The Edit menu groups the typical editing functions, such as Undo, Redo, Cut, Copy, Paste, Delete, Select All, and Find/Replace (also referred to as Global Actions). These are typically available at all times (regardless of what editor is currently active), but exactly what they do depends on the particular editor. (For example, a text editor may allow you to copy the selected text into your clipboard, whereas a drawing editor will copy the selected graphic figures, and so on.)
The last menu in your inverse sequence, albeit one that you'll probably frequent the most, is the File menu. Many of its options are resource-oriented. Others, such as Close, Close All, Save, Save As..., Revert, and Print are editor-related (each editor type provides its own implementation of these). New, Import, and Export options bring up their corresponding wizard selection dialogs. The New sub-menu exposes shortcuts to wizards most relevant in the current perspective. (For example, Java perspective will have a new Package, Class, Interface, and the like.) Exactly which New, Import, and Export wizards are available depends on your application and/or the set of installed plug-ins. At a minimum, you can create new Projects, Folders, and plain text Files; import projects from an external location in the filesystem, and import and export preferences and resources to/from archive files or the filesystem. Rounding up the contents of the File menu, Switch Workspace allows you to switch your workspace without having to restart Eclipse, and Exit will let you go home after a good day's work.

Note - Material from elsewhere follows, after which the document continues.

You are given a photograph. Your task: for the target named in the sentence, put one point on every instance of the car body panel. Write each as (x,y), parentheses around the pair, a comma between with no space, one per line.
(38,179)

In addition to a standard set of menus, the IDE Workbench provides a number of standard views. Unlike editors, which typically allow you to modify instances of a certain type of resource (such as Java files), views are typically designed to help you find your way around the workbench, workspace, or some other application-specific model. Ordinarily, there's only one view of the same kind that's open at the same time. Although views are not strictly read-only (in fact, many do allow you to make modifications to whatever it is they display), they usually don't provide the same type of editing support as editors do. Both views and editors may provide a context menu that is displayed when their content area is right-clicked (this is something that typical Web users tend to be less accustomed to because Web pages don't provide application-specific context menus). Some context menu options depend on the view's or editor's selection.
In the Resource perspective, the most important view is the Resource Navigator. It displays the contents of your workspacethe projects, folders, and files in an expandable tree. It also lets you manipulate them (rename, delete, and so on). Double-clicking a file will open it in the appropriate editor. Other perspectives, such as the Java perspective, have equivalent views (for example, Package Explorer) that let you navigate the portion of your workspace relevant to that perspective.